L'annonce des négociations a fait grimper l'action Nvidia de 2,3 % avant l'ouverture du marché. Les ADR (American Depositary Receipts) de Taiwan Semiconductor Manufacturing Co. ont progressé de 1,3 %. TSMC fabrique des puces pour Nvidia ; par conséquent, toute reprise des livraisons a un impact direct sur son carnet de commandes.
Ces discussions soulignent également le rôle central qu'a pris le H200 dans les négociations commerciales sino-américaines. Cette puce est soumise à la réglementation de l'administration Trump qui autorise encore les exportations de matériel informatique ancien.
Dans le même temps, Washington continue de bloquer la vente des processeurs les plus avancés de Nvidia pour des raisons de sécurité.
Pour Nvidia, cette réouverture est cruciale. L'entreprise a passé des mois à tenter de retrouver l'accès au marché après que des restrictions ont interrompu ses ventes. Jensen Huang a déclaré que le marché des puces d'IA pourrait à lui seul atteindre 50 milliards de dollars dans les années à venir. Ce chiffre d'affaires est devenu un indicateur clé pour les investisseurs qui suivent la trajectoire de redressement de l'entreprise.
Jensen Huang prévoit une visite alors que des questions subsistent quant à son accès
Jensen Huang, PDG de Nvidia, prévoit de se rendre en Chine avant le Nouvel An lunaire, à la mi-février. Selon deux sources citées par CNBC, ce voyage inclura une étape à Pékin pour un événement d'entreprise. M. Huang devrait également rencontrer des acheteurs potentiels et aborder les difficultés d'expédition liées aux produits homologués aux États-Unis.
Ces difficultés ont ralenti les livraisons ces derniers mois. Même lorsque les puces sont autorisées à la vente, leur acheminement vers la Chine s'avère complexe. Les chaînes d'approvisionnement ont subi des retards administratifs et des problèmes de transport qui allongent les délais de plusieurs semaines.
Le marché chinois représentait autrefois au moins un cinquième du chiffre d'affaires de Nvidia lié aux centres de données. Cette part a chuté brutalement après l'entrée en vigueur des restrictions à l'exportation. Depuis, des entreprises locales comme Huawei et Cambricon ont augmenté leur production et comblé le vide laissé par les fournisseurs étrangers.
Les deux entreprises ont annoncé leur intention d'accroître encore leur production face à la demande croissante de matériel d'IA.
La semaine dernière, The Information a rapporté que les autorités n'autoriseraient les achats d'H200 que pour des usages limités tels que la recherche.
Interrogé à ce sujet, le ministère du Commerce a déclaré ne pas être au courant de la situation. Les autorités n'ont fait aucune déclaration publique confirmant ou non l'autorisation des importations.

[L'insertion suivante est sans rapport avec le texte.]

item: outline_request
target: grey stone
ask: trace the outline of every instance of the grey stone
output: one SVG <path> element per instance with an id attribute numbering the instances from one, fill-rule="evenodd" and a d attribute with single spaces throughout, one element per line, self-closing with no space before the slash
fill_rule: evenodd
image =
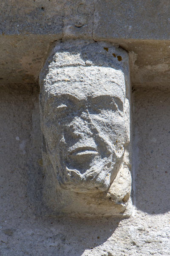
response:
<path id="1" fill-rule="evenodd" d="M 128 54 L 111 44 L 53 47 L 40 109 L 44 197 L 54 214 L 130 214 L 129 81 Z"/>

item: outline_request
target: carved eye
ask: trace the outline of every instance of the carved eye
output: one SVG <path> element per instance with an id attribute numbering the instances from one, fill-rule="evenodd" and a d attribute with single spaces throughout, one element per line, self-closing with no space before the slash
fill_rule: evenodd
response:
<path id="1" fill-rule="evenodd" d="M 67 108 L 67 106 L 65 104 L 60 104 L 59 106 L 57 107 L 57 108 L 59 110 L 64 110 Z"/>

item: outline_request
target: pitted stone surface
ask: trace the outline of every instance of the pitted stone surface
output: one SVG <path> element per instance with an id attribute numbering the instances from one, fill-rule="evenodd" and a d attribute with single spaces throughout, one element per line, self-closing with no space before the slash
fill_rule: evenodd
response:
<path id="1" fill-rule="evenodd" d="M 57 44 L 40 75 L 44 196 L 56 212 L 122 214 L 131 186 L 128 55 L 75 44 Z"/>

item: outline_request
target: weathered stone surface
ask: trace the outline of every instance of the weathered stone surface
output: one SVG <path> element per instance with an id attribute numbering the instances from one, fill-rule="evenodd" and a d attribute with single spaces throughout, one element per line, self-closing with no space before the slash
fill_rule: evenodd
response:
<path id="1" fill-rule="evenodd" d="M 0 90 L 2 255 L 168 255 L 170 92 L 145 88 L 133 93 L 132 216 L 79 220 L 37 215 L 39 208 L 43 215 L 48 212 L 41 205 L 44 178 L 35 88 L 20 84 Z M 4 233 L 8 229 L 12 236 Z"/>
<path id="2" fill-rule="evenodd" d="M 57 44 L 40 76 L 45 197 L 56 212 L 122 214 L 131 186 L 128 55 L 75 44 Z"/>

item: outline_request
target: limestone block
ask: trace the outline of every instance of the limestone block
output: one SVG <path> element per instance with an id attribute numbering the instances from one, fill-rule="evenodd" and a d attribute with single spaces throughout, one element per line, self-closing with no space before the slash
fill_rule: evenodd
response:
<path id="1" fill-rule="evenodd" d="M 128 65 L 126 52 L 108 43 L 53 47 L 40 77 L 51 214 L 130 215 Z"/>

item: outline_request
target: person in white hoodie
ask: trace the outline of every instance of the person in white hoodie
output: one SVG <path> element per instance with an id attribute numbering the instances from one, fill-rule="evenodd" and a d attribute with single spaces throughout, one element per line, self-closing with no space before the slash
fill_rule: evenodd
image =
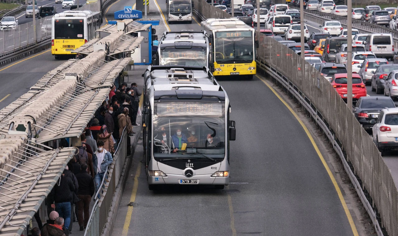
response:
<path id="1" fill-rule="evenodd" d="M 96 173 L 94 182 L 96 184 L 96 193 L 98 192 L 102 179 L 105 175 L 108 166 L 112 164 L 113 159 L 111 153 L 103 148 L 103 142 L 99 140 L 97 142 L 97 151 L 93 155 L 94 172 Z"/>

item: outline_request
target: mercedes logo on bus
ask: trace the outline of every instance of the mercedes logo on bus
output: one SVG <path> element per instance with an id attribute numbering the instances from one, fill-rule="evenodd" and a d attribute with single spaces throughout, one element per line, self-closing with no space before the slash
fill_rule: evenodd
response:
<path id="1" fill-rule="evenodd" d="M 188 169 L 185 171 L 185 176 L 187 178 L 190 178 L 193 176 L 193 171 Z"/>

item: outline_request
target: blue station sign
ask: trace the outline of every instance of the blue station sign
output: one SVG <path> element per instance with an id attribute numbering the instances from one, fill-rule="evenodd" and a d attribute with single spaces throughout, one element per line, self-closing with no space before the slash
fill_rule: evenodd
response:
<path id="1" fill-rule="evenodd" d="M 141 19 L 142 18 L 142 12 L 133 10 L 131 6 L 125 6 L 124 10 L 115 12 L 115 19 Z"/>

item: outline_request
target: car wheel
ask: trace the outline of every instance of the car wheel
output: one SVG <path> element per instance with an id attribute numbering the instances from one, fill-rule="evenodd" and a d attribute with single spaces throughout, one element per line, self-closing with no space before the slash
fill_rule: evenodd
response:
<path id="1" fill-rule="evenodd" d="M 380 155 L 381 155 L 382 156 L 384 155 L 384 148 L 380 147 L 380 146 L 378 145 L 378 138 L 376 138 L 376 145 L 377 146 L 377 149 L 378 149 L 378 151 L 380 152 Z"/>

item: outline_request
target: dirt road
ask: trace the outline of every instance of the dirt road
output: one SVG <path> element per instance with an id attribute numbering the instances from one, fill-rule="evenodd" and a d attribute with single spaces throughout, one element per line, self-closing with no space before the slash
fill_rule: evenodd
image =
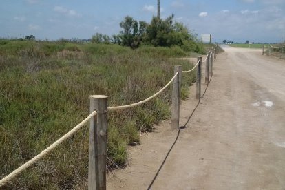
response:
<path id="1" fill-rule="evenodd" d="M 285 61 L 224 50 L 188 123 L 193 87 L 182 103 L 187 127 L 172 131 L 167 120 L 144 134 L 108 189 L 285 189 Z"/>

Dans le même temps, la Chine poursuit sa politique d'autosuffisance. Le gouvernement prépare des mesures incitatives pouvant atteindre 70 milliards de dollars pour le secteur des semi-conducteurs. Cette initiative vise à réduire la dépendance vis-à-vis des fournisseurs étrangers tout en assurant la continuité des principales plateformes technologiques.